Le concept de « syndrome de Stockholm » est à présent utilisé par l’avocat d’Ivana pour décrire sa relation avec Donald. « Elle avait la mentalité d’une captive », me dit Kennedy. « Au bout d’un moment, elle ne pouvait plus combattre son bourreau, et elle a commencé à s’identifier à lui. Ivana est sourde, bête et aveugle quand il en va de Donald. » Si Donald travaillait 18 heures par jour, Ivana faisait de même. Les Trump embauchèrent deux nourrices et un garde du corps pour leurs enfants. Elle s’en alla gérer le casino Trump Castle à Atlantic City, passant souvent deux à trois nuits par semaine là-bas à superviser les équipes. Déterminée à apporter du glamour au Trump Castle, elle devint célèbre pour son attention aux apparences, allant jusqu’à sortir de la salle de jeux une serveuse enceinte qui tentait désespérément d’obtenir de gros pourboires. La femme fut placée dans un lounge à bonne distance et on lui donna un habit de clown pour masquer son état.
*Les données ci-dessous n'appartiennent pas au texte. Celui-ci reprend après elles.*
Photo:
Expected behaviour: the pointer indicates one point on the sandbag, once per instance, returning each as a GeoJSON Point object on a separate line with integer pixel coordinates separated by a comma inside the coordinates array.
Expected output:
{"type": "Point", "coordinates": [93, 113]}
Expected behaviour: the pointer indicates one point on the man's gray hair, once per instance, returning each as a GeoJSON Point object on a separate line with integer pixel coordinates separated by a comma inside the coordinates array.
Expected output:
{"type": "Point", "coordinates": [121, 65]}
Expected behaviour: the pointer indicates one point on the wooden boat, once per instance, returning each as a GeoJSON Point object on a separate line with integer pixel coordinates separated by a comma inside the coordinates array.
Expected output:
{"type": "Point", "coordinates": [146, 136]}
À New York, Ivana ne résista pas au goût du grandiose de son mari. Peu après que la Trump Tower fut achevée, le couple prit possession de son triplex. Les avocats d’Ivana parlaient souvent de son amour des arts domestiques et décrivaient ses confitures maisons. Pourtant, la cuisine de son appartement, qu’elle avait elle-même dessinée, était minuscule, pas plus grande qu’une kitchenette, avec un sol en linoléum doré. « Il y a une cuisine dans l’aile des enfants et c’est là que les nourrices cuisinent », me dit une amie de la famille. Le salon des Trump avait un sol en onyx beige avec des emplacements découpés pour mettre les tapis. Il y avait une cascade coulant le long d’un mur en marbre, une fontaine italienne et les fameuses fresques murales. Leur chambre disposait d’un mur de verre renfermant des fleurs de soie mais avec le temps, Ivana se lassa du décor.
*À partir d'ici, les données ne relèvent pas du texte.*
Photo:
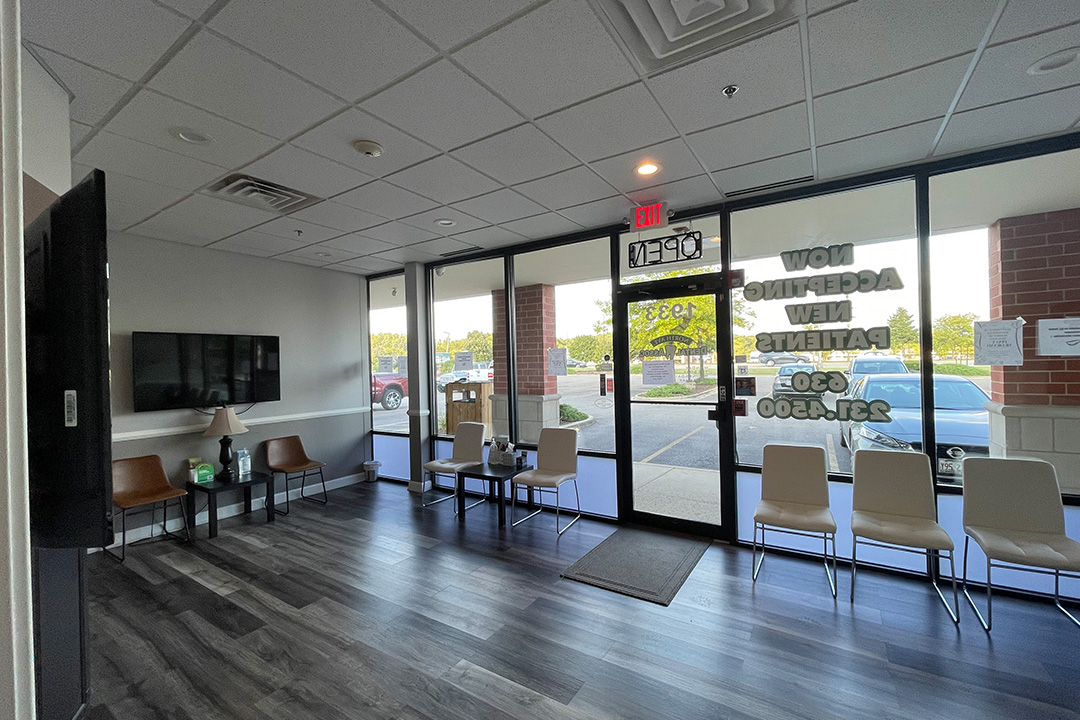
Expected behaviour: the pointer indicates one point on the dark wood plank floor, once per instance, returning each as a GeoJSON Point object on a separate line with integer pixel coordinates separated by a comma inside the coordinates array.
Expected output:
{"type": "Point", "coordinates": [374, 608]}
Elle fit appel à un décorateur de renom. « Que puis-je faire de cet intérieur ? » lui aurait-elle demandé. « Absolument rien », dit-il. Soir de Noël 1987. Ivana venait de recevoir une nouvelle pile de documents légaux qui faisait la taille d’un bottin téléphonique. « Qu’est-ce que c’est ? » aurait-elle demandé à Donald. « C’est notre nouveau contrat de mariage. Tu obtiens dix millions de dollars. Signe-le. » « Mais je ne peux pas lire ça maintenant, c’est Noël ! » répondit Ivana. Selon Kennedy, Donald fit pression sur elle. Trump semblait avide de la voir signer les papiers, peut-être parce qu’un photographe d’Atlantic City le faisait chanter en le menaçant de publier des photos de lui et Marla Maples. Même si Ivana gérait le Trump Castle de façon très efficace, elle semblait terrifiée par son mari. Elle signa les papiers qui lui attribuaient dix millions de dollars et la demeure de Greenwich, dans le Connecticut.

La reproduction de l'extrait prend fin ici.